Most companies big and small tackle identity fraud daily and have come to rely on a fleet of tools, including multifactor authentication and CAPTCHA (completely automated public Turing test to tell computers and humans apart) codes, to help identify potential identity fraud. While these tools help to some extent, they don’t catch everything. According to research from Ekata, a Mastercard company, “It’s not foolproof. Good customers get declined, and bad actors sneak through. It’s tough to know who to trust.”
We dive into these challenges, and explore how sophisticated machine learning models can give companies a better understanding of the data they’re processing, as well as help them with identity verification and fraud protection.
Synthetic Identity Fraud
Synthetic identity fraud involves combining real identity information — such as name and addresses — with fake information. As a result, a new identity may be fabricated and used to bypass fraud detection systems. Over time, as simpler forms of fraud have become easier to detect, synthetic identity fraud has become a dominant approach for fraudsters.
According to Tim Sloane, Vice President of Payments Innovation at Mercator Advisory Group, synthetic identities are built up like a house of cards. “A fraudster might use the Social Security numbers of people who died, change the name, change the age, create a background for that individual, and then create accounts,” he said.
And the more accounts fraudsters create, the more credible that identity becomes.
“Fraudsters might start out by going to a merchant; identifying themselves with name, street address, telephone number; creating an account; [and] then do some shopping,” he said. “From there they get a credit card that matches that identity and start building that identity up.”
Machine Learning Tools Help Address Identity Fraud
According to Ekata, businesses trying to prevent fraud should focus on two important questions, “Is the customer real?” and “Is the customer who they claim to be?”
That requires establishing a link between customers and their digital identities. This also provides “an analysis of how they are interacting and behaving online,” per Ekata.

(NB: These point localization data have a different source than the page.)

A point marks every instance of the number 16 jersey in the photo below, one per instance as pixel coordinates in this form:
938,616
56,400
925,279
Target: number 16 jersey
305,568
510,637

Modern fraud systems can typically accomplish this by leveraging machine learning. Essentially, they’re looking at the various components of the identity and using third-party data to validate what’s true and what’s not.

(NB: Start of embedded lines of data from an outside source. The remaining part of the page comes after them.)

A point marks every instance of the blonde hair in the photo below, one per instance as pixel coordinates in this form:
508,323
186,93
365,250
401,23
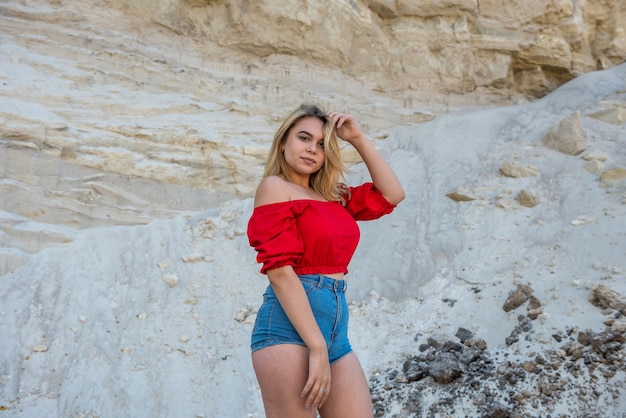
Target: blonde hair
328,180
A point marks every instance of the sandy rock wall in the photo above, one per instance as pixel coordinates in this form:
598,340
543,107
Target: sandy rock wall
121,111
448,47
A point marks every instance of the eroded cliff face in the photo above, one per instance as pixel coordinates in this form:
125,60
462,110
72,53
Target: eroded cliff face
453,47
119,111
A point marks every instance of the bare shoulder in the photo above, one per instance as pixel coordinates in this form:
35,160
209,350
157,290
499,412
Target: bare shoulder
272,189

What’s more, a fraud system uses information about where the person is logging in from. “A fraud system will question why a resident of New York’s personal information is coming in from an IP [internet protocol] address in China,” said Sloane. In essence, modern fraud systems fingerprint the device to see if it matches the customer’s claimed identity.

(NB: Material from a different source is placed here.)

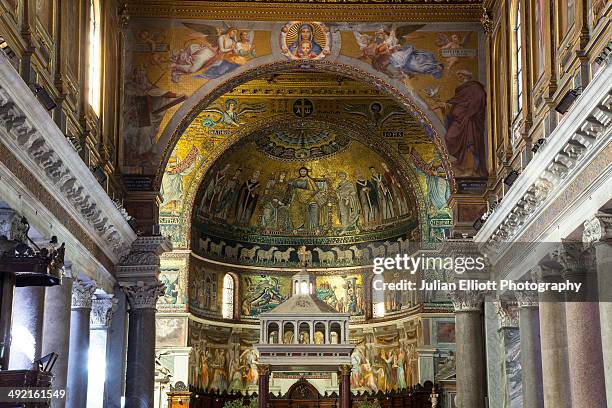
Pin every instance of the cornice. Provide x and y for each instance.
(42, 148)
(317, 10)
(580, 135)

Machine Learning Systems in Practice
As previously mentioned, one way to better optimize fraud detection is making sure you have a comprehensive view of an individual user, including their IP address and digital habits.
A fraud prevention tool can help companies easily spot red flags.. For example, the Ekata Identity Engine can help identify good customers vs bad actors by answering the following questions:
Does this email belong to the person?
Is this address valid? Is it residential?
What type of phone number is this?
When was the email address first/last seen?
Is the IP address risky?
Are there any anomalies in the use of identity elements?